Rabbi Dovid Heber, rov of Tzemach Tzedek shul in Baltimore, explains why we haven’t read the Miketz Haftorah in 20 years and why it’s the rarest haftorah specifically for Chabad.
By Anash.org staff
Rabbi Dovid Heber, who stems from Lubavitcher lineage, is the rov of Tzemach Tzedek shul in Baltimore and author of sefer Shaarei Zmanim.
In this shiur, he explains why we haven’t read the Miketz Haftorah in 20 years (!). He further explains that while according to Minhag Ashkenaz it is the second rarest haftorah, he suggests that according to Minhag Chabad it is in fact the rarest haftorah.
In keeping in line with the Rabbonim's policies for websites, we do not allow comments. However, our Rabbonim have approved of including input on articles of substance (Torah, history, memories etc.)

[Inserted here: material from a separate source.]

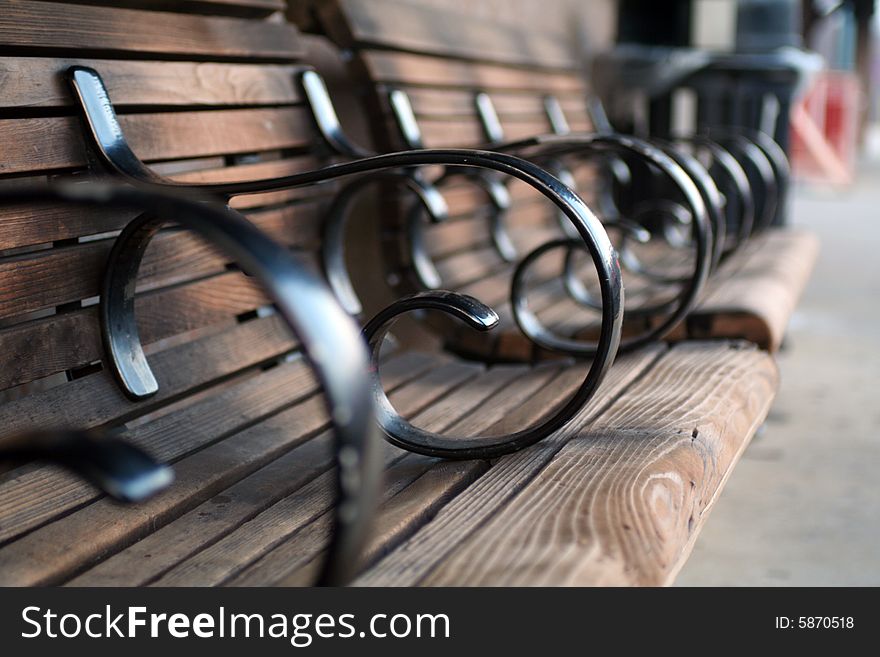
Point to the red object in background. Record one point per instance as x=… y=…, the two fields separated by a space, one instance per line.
x=824 y=129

We appreciate your feedback. If you have any additional information to contribute to this article, it will be added below.

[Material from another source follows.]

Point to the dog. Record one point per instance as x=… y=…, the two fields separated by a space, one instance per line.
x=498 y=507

Its a true point that the הפטורה for קדושים isn’t the rarest in chabad because we don’t lain the הפטורה of וערבה on a regular שבת הגדול (unless it’s ערב פסח), instead, if שבת הגדול is on שבת פרשת אחרי we would lain (in a שנה מעוברת) the הפטורה of אחרי, and therefore on שבת פרשת קדושים we would lain the הפטורה of קדושים (unlike מנהג אשכנז, to lain וערבה on שבת הגדול, and since the הפטורה of אחרי was never lained that year it can be pushed off to the week of קדושים), nevertheless, the Rebbe (in תשל”ח, [I haven’t found yumanim of other years like 5741 etc]) lained the הפטורה for קדושים on ש”פ קדושים, although the הפטורה for אחרי wasn’t lained that year (because it was מחר חודש). So it seems that it has nothing to do with not laining וערבה on שבת הגדול, but rather by the Rebbe, the כלל of not laining the הפטורה of קדושים when possible, was simply not applied.